Primo mammifero estinto a causa del cambiamento climatico Nel 2019 il governo australiano ha riconosciuto ufficialmente la specie Melomys rubicola come estinta

di Teresa Terracciano.

Brisbane, 20 Marzo 2019 – Un piccolo roditore che viveva solo su una singola isola al largo dell’Australia è probabilmente il primo mammifero al mondo a diventare una vittima del cambiamento climatico, hanno riferito gli scienziati. Il governo australiano ha riconosciuto ufficialmente estinto il Melomys rubicola, roditore della famiglia dei Muridi vivente in Bramble Cay, isola corallina tra l’Australia e la Nuova Guinea.

I ratti sono stati visti per la prima volta dagli europei sull’isola nel 1845, e ce n’erano diverse centinaia a partire dal 1978. Ma dal 1998, la parte dell’isola che si trova sopra l’alta marea si è ridotta (da 9,8 acri a 6,2 acri). Ciò significa che la vegetazione dell’isola si è ridotta e i roditori hanno perso circa il 97% del loro habitat.

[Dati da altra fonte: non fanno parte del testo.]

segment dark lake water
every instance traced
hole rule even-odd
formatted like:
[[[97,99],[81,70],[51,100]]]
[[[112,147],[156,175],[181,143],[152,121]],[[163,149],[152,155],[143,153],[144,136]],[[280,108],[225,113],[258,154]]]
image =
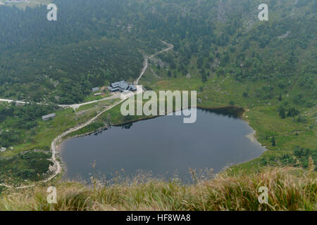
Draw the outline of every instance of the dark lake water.
[[[142,171],[190,182],[189,168],[217,173],[258,158],[265,148],[247,137],[252,129],[229,111],[197,109],[192,124],[184,124],[182,116],[163,116],[66,141],[64,177],[88,181],[93,174],[108,180],[117,172],[132,177]]]

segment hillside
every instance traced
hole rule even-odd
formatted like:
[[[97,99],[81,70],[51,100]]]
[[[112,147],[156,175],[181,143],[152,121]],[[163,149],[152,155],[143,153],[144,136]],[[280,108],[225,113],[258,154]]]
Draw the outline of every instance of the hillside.
[[[212,180],[196,177],[195,184],[182,186],[140,175],[120,184],[93,187],[75,182],[57,184],[57,204],[46,199],[47,186],[8,190],[0,195],[0,210],[316,210],[316,173],[294,168],[268,168],[260,173]],[[129,184],[129,185],[128,185]],[[268,204],[258,201],[259,186],[268,187]]]
[[[317,165],[316,1],[266,1],[268,21],[258,19],[261,1],[54,2],[60,9],[54,22],[46,20],[45,6],[0,6],[0,98],[51,104],[38,111],[0,104],[0,146],[14,148],[0,153],[6,165],[0,167],[0,183],[39,180],[49,161],[32,164],[38,156],[23,153],[49,150],[57,135],[104,107],[82,108],[89,110],[78,116],[56,104],[84,102],[93,86],[135,80],[142,55],[162,49],[161,40],[174,49],[149,61],[140,84],[154,91],[197,90],[201,107],[244,108],[244,119],[268,150],[232,172],[307,169],[309,158]],[[135,119],[118,109],[76,134]],[[41,121],[41,114],[53,110],[56,119]]]

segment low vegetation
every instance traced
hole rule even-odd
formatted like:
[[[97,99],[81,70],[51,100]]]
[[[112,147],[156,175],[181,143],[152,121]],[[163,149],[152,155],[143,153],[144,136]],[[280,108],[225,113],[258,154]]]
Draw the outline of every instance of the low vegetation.
[[[182,185],[135,177],[108,186],[94,180],[92,187],[75,182],[56,184],[57,203],[46,201],[47,186],[5,190],[0,210],[316,210],[316,172],[267,167],[259,173],[223,174],[195,178]],[[261,186],[268,189],[268,204],[260,204]]]

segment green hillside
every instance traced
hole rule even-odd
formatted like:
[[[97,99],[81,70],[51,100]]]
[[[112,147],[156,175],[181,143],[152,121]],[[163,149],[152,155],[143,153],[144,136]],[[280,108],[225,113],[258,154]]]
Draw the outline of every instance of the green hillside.
[[[58,8],[54,22],[46,20],[45,6],[25,10],[0,6],[0,98],[83,102],[93,86],[135,80],[142,55],[162,49],[163,40],[173,50],[149,60],[140,84],[154,91],[196,90],[201,107],[244,108],[244,119],[268,150],[233,167],[232,173],[254,172],[264,166],[306,169],[309,158],[317,164],[316,1],[266,1],[268,21],[259,20],[262,2],[257,0],[54,3]],[[95,105],[91,106],[80,122],[96,115]],[[118,109],[75,134],[133,119],[122,117]],[[71,110],[57,110],[54,124],[40,122],[39,114],[22,113],[16,105],[4,103],[0,110],[0,131],[11,137],[0,138],[0,146],[15,149],[0,153],[2,160],[28,149],[49,150],[58,131],[77,124],[68,120],[77,117]],[[22,126],[11,135],[20,121],[17,115],[30,127]],[[23,169],[36,173],[36,168],[24,165]],[[0,182],[11,169],[1,169]],[[15,172],[18,180],[25,179],[25,174]],[[27,175],[29,181],[37,180],[33,175]]]

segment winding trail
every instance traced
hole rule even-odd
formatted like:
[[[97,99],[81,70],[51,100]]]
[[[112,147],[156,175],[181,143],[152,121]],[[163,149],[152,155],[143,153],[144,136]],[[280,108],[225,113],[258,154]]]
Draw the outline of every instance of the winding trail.
[[[139,75],[139,77],[135,80],[135,82],[134,82],[135,85],[137,85],[137,84],[139,83],[139,79],[142,78],[142,77],[143,76],[143,75],[144,74],[145,71],[147,70],[148,65],[149,65],[149,59],[152,58],[153,57],[155,57],[156,56],[172,49],[174,46],[170,44],[168,44],[165,41],[161,41],[163,43],[164,43],[164,44],[167,45],[168,46],[168,48],[165,49],[159,52],[156,53],[155,54],[153,54],[150,56],[146,56],[145,59],[144,59],[144,68],[142,69],[142,71],[141,72],[141,74]],[[139,91],[137,91],[135,93],[134,93],[133,94],[137,94],[139,93],[139,91],[143,91],[142,89],[139,89],[137,86],[137,89],[139,90]],[[127,98],[128,96],[125,96],[125,98]],[[77,108],[79,108],[81,105],[87,105],[87,104],[91,104],[91,103],[97,103],[99,101],[104,101],[104,100],[108,100],[108,99],[114,99],[114,98],[121,98],[121,95],[120,94],[114,94],[112,96],[110,97],[107,97],[107,98],[104,98],[102,99],[99,99],[99,100],[96,100],[96,101],[89,101],[89,102],[87,102],[87,103],[79,103],[79,104],[73,104],[73,105],[59,105],[60,107],[63,107],[63,108],[73,108],[74,109],[76,109]],[[54,163],[54,167],[55,167],[55,171],[54,172],[54,174],[52,175],[51,175],[49,177],[46,178],[46,179],[43,180],[43,181],[37,181],[37,183],[39,182],[42,182],[42,183],[46,183],[49,181],[51,181],[51,179],[53,179],[54,177],[56,177],[59,173],[61,173],[61,163],[58,162],[58,159],[56,158],[56,153],[57,153],[57,146],[58,145],[58,143],[62,141],[63,138],[66,136],[67,135],[68,135],[69,134],[77,131],[89,124],[90,124],[92,122],[94,122],[97,118],[98,118],[101,114],[103,114],[104,112],[111,110],[111,108],[113,108],[113,107],[120,104],[121,103],[123,103],[123,101],[125,101],[126,98],[121,98],[121,100],[116,103],[114,103],[113,105],[107,107],[106,108],[105,108],[104,110],[102,110],[101,112],[100,112],[99,113],[98,113],[96,116],[94,116],[94,117],[89,119],[88,121],[87,121],[85,123],[82,124],[79,124],[75,127],[70,128],[70,129],[67,130],[66,131],[61,134],[60,135],[58,135],[57,137],[55,138],[55,139],[53,140],[53,141],[51,142],[51,161]],[[1,99],[0,98],[0,102],[1,101],[5,101],[5,102],[8,102],[8,103],[11,103],[11,102],[15,102],[15,103],[21,103],[21,104],[25,104],[27,103],[27,102],[25,102],[25,101],[13,101],[13,100],[10,100],[10,99]],[[37,103],[37,104],[42,104],[42,103]],[[30,185],[26,185],[26,186],[9,186],[9,185],[6,185],[5,184],[0,184],[0,186],[5,186],[9,188],[18,188],[18,189],[20,189],[20,188],[31,188],[31,187],[34,187],[36,186],[36,184],[30,184]]]

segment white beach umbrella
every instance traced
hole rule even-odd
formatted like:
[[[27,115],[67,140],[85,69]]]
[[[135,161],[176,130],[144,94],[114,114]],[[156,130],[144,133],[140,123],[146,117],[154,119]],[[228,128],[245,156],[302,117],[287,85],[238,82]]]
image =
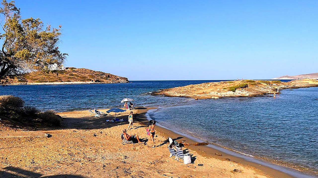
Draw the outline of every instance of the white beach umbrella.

«Il fattore chiave responsabile dell’estinzione di questa popolazione è stata quasi certamente l’inondazione oceanica del cay a bassa quota, molto probabilmente in diverse occasioni, nell’ultimo decennio, causando una drammatica perdita di habitat e forse anche la mortalità diretta degli individui», scrive il team, guidato da Ian Gynther del Queensland’s Department of Environment and Heritage Protection.

In tutto il mondo, il livello del mare è aumentato di quasi otto pollici tra il 1901 e il 2010, un tasso senza precedenti negli ultimi 6.000 anni. E intorno allo Stretto di Torres, il livello del mare è aumentato di quasi il doppio del tasso medio globale tra il 1993 e il 2014.

Questo piccolo mammifero è quindi solo la prima di molte specie che si trovano ad affrontare rischi significativi a causa del riscaldamento climatico.

Eppure, secondo gli scienziati, è possibile ancora lavorare per mitigare gli impatti peggiori, progettando aree protette in grado di adattarsi ai cambiamenti climatici, trasferendo la fauna selvatica secondo le necessità e riducendo le emissioni di gas serra.